Besides KudoBuzz, you can find a few other product review apps on the Wix App Market.
Shopify has its own completely free product reviews app, creatively named *Product Reviews*. It’s very basic, though. You are better off with other options available on the Shopify App Store. For example, Judge.me is a good free alternative. In addition, the Shopify App Store has some awesome, better-than-any-Wix-app product review apps as well, like Okendo and Junip.
Most dropshipping stores I come across are made with Shopify.
It’s because of these three obvious reasons:
- Shopify has a wider range of dropshipping apps than Wix: Searching “Dropshipping” on Shopify App Store gives 450+ results; the same on Wix gives only 36 results. Also, Shopify dropshipping apps are rated highly — the DSers - AliExpress Dropshipping app has almost 10,000 positive reviews on Shopify, for example. Comparatively, Wix’s own Modalyst app has under 1000 reviews.
- Shopify has been a promoter of the dropshipping model for a long time (them acquiring Oberlo, a dropshipping platform, in 2017 is proof). Wix only recently started focusing on dropshipping — they acquired Modalyst in 2021, and many of the dropshipping apps on the Wix App market were added in the last couple of years.
- Shopify is a better ecommerce platform.
Shopify Ecommerce vs Wix Ecommerce: VerdictIn every important way, in the world of ecommerce builders, Shopify is better than Wix.
- Shopify offers more shipping options.
- Shopify offers more fulfillment options.

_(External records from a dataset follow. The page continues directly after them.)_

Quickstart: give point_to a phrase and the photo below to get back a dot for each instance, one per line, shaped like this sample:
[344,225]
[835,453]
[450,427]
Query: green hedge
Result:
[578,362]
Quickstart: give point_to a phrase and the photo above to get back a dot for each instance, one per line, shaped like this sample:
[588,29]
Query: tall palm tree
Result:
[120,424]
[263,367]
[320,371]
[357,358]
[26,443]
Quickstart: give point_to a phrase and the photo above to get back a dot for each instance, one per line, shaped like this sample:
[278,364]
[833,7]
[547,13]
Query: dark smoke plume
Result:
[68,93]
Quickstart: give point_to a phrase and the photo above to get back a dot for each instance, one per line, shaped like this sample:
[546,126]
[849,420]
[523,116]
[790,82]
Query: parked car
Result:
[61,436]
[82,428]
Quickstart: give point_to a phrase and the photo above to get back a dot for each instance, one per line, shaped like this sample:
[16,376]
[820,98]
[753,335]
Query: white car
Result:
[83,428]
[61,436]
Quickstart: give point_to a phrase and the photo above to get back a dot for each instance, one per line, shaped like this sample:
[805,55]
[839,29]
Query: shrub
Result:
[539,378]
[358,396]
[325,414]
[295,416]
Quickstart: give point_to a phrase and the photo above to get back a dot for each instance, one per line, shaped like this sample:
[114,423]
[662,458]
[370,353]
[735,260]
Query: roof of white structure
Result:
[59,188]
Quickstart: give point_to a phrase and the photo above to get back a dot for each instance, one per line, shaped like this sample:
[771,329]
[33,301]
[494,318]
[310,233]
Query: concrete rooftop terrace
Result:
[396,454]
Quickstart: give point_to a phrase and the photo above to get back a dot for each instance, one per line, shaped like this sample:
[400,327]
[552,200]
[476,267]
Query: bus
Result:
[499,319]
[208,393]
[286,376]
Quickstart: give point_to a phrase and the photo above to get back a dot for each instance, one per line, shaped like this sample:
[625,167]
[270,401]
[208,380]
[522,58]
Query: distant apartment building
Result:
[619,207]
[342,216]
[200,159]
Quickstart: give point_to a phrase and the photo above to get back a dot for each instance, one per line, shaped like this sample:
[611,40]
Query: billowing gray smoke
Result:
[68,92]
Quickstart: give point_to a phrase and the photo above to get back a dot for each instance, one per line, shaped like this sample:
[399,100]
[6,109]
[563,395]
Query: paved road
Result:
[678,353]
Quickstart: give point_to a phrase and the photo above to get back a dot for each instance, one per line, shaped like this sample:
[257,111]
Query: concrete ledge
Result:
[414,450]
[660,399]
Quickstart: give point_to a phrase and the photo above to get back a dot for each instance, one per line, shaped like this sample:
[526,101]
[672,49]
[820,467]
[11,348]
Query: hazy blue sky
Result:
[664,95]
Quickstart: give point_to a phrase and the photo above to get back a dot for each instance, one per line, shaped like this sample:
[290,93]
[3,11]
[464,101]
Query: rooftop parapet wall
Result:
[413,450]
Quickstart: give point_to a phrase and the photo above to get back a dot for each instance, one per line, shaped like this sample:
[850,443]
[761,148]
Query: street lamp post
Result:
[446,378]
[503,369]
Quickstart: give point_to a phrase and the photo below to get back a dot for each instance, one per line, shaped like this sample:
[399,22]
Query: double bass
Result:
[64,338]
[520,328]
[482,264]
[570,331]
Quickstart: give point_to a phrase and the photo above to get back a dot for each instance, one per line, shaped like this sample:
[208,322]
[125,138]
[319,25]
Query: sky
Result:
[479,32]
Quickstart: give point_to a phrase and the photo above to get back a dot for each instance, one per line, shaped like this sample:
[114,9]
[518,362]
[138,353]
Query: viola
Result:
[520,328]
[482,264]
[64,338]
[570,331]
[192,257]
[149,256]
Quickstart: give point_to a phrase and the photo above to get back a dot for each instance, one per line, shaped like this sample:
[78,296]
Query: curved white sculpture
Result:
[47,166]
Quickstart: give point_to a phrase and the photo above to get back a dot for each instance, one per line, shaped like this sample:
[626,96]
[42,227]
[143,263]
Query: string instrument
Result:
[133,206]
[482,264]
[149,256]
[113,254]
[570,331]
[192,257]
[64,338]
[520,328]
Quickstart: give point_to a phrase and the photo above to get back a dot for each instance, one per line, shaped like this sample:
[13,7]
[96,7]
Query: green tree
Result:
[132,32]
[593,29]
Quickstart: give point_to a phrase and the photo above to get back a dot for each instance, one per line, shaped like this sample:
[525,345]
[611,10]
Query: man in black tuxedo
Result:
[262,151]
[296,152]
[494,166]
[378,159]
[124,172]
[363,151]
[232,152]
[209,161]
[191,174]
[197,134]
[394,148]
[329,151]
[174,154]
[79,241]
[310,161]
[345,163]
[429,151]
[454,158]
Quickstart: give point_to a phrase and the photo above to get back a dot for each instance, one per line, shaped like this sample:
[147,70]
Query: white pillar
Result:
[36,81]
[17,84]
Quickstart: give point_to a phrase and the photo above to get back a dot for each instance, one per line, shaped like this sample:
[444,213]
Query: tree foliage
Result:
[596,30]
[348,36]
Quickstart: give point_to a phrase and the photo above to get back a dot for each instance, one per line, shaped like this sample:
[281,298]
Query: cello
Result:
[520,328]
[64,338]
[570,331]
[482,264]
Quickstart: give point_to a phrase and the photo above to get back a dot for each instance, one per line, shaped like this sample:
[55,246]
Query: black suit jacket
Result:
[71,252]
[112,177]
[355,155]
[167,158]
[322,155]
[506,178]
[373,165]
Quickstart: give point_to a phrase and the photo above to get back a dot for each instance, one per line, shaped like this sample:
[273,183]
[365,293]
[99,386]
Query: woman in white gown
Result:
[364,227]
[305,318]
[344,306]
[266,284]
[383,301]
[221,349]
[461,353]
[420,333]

- Shopify’s tax setting feature is superior.
- Shopify Payments is better and cheaper than Wix (at least for US-based businesses).
- Shopify helps manage inventory better. Also, you can add multiple inventory locations in Shopify (most big stores have multiple locations).
- Shopify’s product collection, product options, product reviews, and dropshipping features/apps are preferable.
Templates (and, in extension, demo stores made with them) tell a story about how your website will look and function. The templates also showcase what kind of & size of websites they are made for.
Here’s how Wix Templates compare to Shopify Themes — I compare them for the looks, the functionalities, and ease of use.
Wix has over 800 templates overall and 132 templates for online stores. They are free and easy to customize.
Because Wix has started to take ecommerce seriously only in the past few years, most Wix Templates are made recently and hence look modern. For example, Wix’s favorite T-Shirt Store Website Template is trendy and well-organized:
However, I feel Wix likes to advertise the massive number of their templates (“We have 800+ templates”), so they don’t get rid of arguably dated templates. For example, this Wix template would be considered good…if it were 2010(!):
Wix templates are suitable for small stores
If you look through all Wix templates, you’ll notice a pattern (in its features) that points you to one conclusion: Wix is only good for small stores.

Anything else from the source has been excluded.